The thing is there is no "right" color. You can get 10 soldiers to line up and find all 10 vary in uniform color and shade. Dye lots vary. Uniforms lighten with use, washing, sun, etc. And then there is scale effect where something in 1/35 scale tends to look more realistic if painted in a bit lighter tones than the full size item.


----------



## Pete McKay (Dec 20, 2006)

And I think that's exactly it Dj, the uniforms are intended to look different based on their environment. Again reading the Wiki says "The color scheme of the Army Combat Uniform is composed of a slate gray, desert sand and foliage green pixel pattern, which becomes darker or lighter depending on exposure to sunlight"...I think by being close with the increasing reflectance numbers I should be good enough. I made the mistake a year ago in some of the details of a Desert Storm submission that took 3 tries to correct according to some of the vets, I'd like to try to narrow it to 2 corrections this time.


----------



## djnick66 (May 2, 2008)

You may consider using the available ACU decals and just cut to the chase

http://www.modelarmour.com/index.ph...1875:applying-acu-camouflage-decals&Itemid=59


----------



## Pete McKay (Dec 20, 2006)

There ya go, $12, can't beat that with a stick! Would you happen to know of anyone who has an EOD in a bomb suit in 1/35th? I thought DML had a Hong Kong PD or something that was close but I sort of want to do a Hurt Locker dio soon too.


----------



## djnick66 (May 2, 2008)

Hmmm I don't do a lot with modern stuff. Trumpeter has some modern US contractor types and a few sets of soldiers. Most of the Dragon stuff is old, Desert Storm vintage, and also probably out of production. They did do some Hong Kong guys at one time. They may have been the same figures as another Dragon set, just reboxed and with some new guns. Those were out over a decade back. Tamiya has a set of modern Japanese peace keepers that may be of some use. Revell Germany may have had some soft plastic German/NATO guys.


----------



## Owen E Oulton (Jan 6, 2012)

You really can't go wrong. Most Rebs didn't actually wear grey anyway , but rather homespun clothes in what they called "butternut" a greyish tan or beige.

Every soldier would be in a different variant colour.

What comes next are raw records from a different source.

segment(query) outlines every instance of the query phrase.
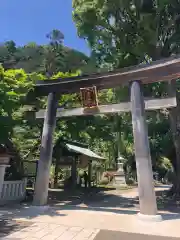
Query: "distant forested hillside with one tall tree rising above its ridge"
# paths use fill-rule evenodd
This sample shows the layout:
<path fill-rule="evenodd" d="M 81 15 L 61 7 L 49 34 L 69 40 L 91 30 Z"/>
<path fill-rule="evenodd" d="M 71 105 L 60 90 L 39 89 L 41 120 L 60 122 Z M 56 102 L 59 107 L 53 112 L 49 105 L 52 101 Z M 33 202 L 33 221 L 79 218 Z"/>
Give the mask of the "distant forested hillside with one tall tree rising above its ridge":
<path fill-rule="evenodd" d="M 64 36 L 58 30 L 47 34 L 49 44 L 37 45 L 35 42 L 25 46 L 7 41 L 0 45 L 0 63 L 4 69 L 24 69 L 27 73 L 46 74 L 48 70 L 57 72 L 73 72 L 81 70 L 84 73 L 95 71 L 95 63 L 84 53 L 70 49 L 63 44 Z"/>

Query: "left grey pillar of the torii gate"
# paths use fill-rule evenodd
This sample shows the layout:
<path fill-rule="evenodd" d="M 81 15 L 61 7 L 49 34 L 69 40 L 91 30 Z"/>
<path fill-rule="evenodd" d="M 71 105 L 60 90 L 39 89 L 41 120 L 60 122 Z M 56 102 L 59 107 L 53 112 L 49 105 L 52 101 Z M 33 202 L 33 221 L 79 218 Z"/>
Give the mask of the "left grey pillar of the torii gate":
<path fill-rule="evenodd" d="M 43 206 L 47 203 L 49 175 L 52 163 L 53 133 L 56 125 L 56 111 L 58 99 L 55 93 L 48 95 L 46 115 L 44 118 L 41 139 L 40 159 L 35 184 L 33 205 Z"/>

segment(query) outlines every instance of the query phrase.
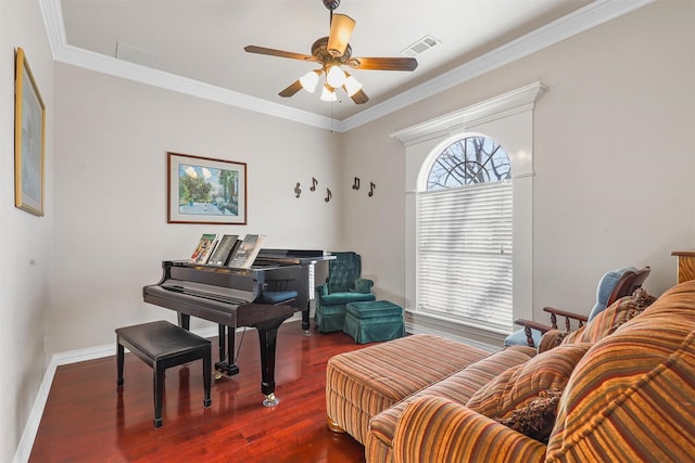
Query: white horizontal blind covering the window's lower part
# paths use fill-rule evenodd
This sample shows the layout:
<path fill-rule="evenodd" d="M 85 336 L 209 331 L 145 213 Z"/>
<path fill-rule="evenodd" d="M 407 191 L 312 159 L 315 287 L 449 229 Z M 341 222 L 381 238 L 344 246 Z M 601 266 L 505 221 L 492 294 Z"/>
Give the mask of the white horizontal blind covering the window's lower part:
<path fill-rule="evenodd" d="M 511 181 L 417 193 L 417 310 L 508 333 Z"/>

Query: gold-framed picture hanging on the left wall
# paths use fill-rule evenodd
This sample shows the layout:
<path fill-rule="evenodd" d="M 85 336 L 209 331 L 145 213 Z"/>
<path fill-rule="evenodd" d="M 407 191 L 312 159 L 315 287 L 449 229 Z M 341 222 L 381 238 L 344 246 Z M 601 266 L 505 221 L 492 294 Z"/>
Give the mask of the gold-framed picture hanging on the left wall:
<path fill-rule="evenodd" d="M 24 50 L 17 48 L 14 97 L 14 205 L 43 216 L 46 105 Z"/>

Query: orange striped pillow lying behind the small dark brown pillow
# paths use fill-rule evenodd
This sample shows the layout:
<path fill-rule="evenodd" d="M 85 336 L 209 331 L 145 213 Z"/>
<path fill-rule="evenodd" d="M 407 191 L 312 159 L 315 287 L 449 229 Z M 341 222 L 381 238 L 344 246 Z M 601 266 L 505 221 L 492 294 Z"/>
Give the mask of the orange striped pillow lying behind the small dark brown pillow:
<path fill-rule="evenodd" d="M 589 343 L 561 345 L 501 373 L 473 394 L 466 407 L 491 419 L 507 417 L 542 390 L 564 389 Z"/>

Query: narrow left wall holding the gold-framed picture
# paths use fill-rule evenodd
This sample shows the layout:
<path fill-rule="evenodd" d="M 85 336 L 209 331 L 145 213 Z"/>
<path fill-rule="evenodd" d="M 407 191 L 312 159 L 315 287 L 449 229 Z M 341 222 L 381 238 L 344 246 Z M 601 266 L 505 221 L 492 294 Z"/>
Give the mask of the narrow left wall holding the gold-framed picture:
<path fill-rule="evenodd" d="M 14 56 L 24 49 L 47 106 L 45 217 L 14 207 Z M 53 271 L 53 62 L 35 1 L 0 1 L 0 461 L 12 460 L 47 365 Z"/>

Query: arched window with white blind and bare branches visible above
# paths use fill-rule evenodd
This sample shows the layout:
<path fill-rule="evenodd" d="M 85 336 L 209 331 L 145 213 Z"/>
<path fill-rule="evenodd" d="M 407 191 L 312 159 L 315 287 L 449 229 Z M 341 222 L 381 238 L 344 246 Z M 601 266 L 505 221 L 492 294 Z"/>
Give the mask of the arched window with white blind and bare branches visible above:
<path fill-rule="evenodd" d="M 427 190 L 417 195 L 417 310 L 506 331 L 513 322 L 509 157 L 484 136 L 458 138 L 430 156 Z"/>

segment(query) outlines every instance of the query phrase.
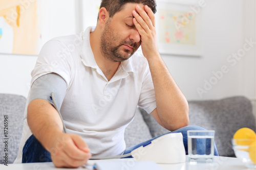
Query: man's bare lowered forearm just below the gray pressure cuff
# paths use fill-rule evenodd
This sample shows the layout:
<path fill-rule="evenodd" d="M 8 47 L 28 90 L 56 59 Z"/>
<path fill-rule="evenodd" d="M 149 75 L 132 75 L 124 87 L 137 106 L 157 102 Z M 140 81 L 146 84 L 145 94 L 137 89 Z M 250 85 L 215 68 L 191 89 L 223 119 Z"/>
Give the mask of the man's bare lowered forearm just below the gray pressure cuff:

Just do whatever looks "right" to you, and it will be OK.


----------



## djnick66 (May 2, 2008)

what on earth are you talking about? ACU is the new military camo uniform. Not ACW as in American Civil War.


----------



## Pete McKay (Dec 20, 2006)

I think I may be getting a pass on this one. Talked to the guy behind the display and told him what it was costing me (this is a donated project) and we sat down and decided that I could timeline it between 2008 when the primary vehicle (M1151 EAC) was introduced in theater and 2010 when the Multicam made it into OEF use. This means I can use the DCU, which I can paint, saving me having to buy 2 and possibly 3 of those very cool decal sheets...which I may get one of anyway. I got the M1151 today, all I can say is "Wow". I haven't done anything military for maybe 5 years, these models have come a long way.


----------



## Pete McKay (Dec 20, 2006)

OK, got 1 of several figures done. Tried experimenting with a few things, still working on weathering his face and correcting the jagged neck line a little. 

http://www.youtube.com/watch?v=p5budAQUZF0&feature=youtu.be


----------



## znix16 (Apr 24, 2020)

I have the same issue about colors and no one on here seemed to answer that question. The colors can be lightened with a little white to give them a faded look but I need the actual colors to start. Anyone please??


----------



## Milton Fox Racing (May 27, 2014)

znix16 said:


> I have the same issue about colors and no one on here seemed to answer that question. The colors can be lightened with a little white to give them a faded look but I need the actual colors to start. Anyone please??


So in your first post here you criticize others - for not responding to your 'previous' posts?


----------



## K.I.T.T (Mar 11, 2013)

znix16 said:


> I have the same issue about colors and no one on here seemed to answer that question. The colors can be lightened with a little white to give them a faded look but I need the actual colors to start. Anyone please??


Tread lightly @znix16 , this post has been inactive for years now. Don't go complaining because someone has yet to answer.


----------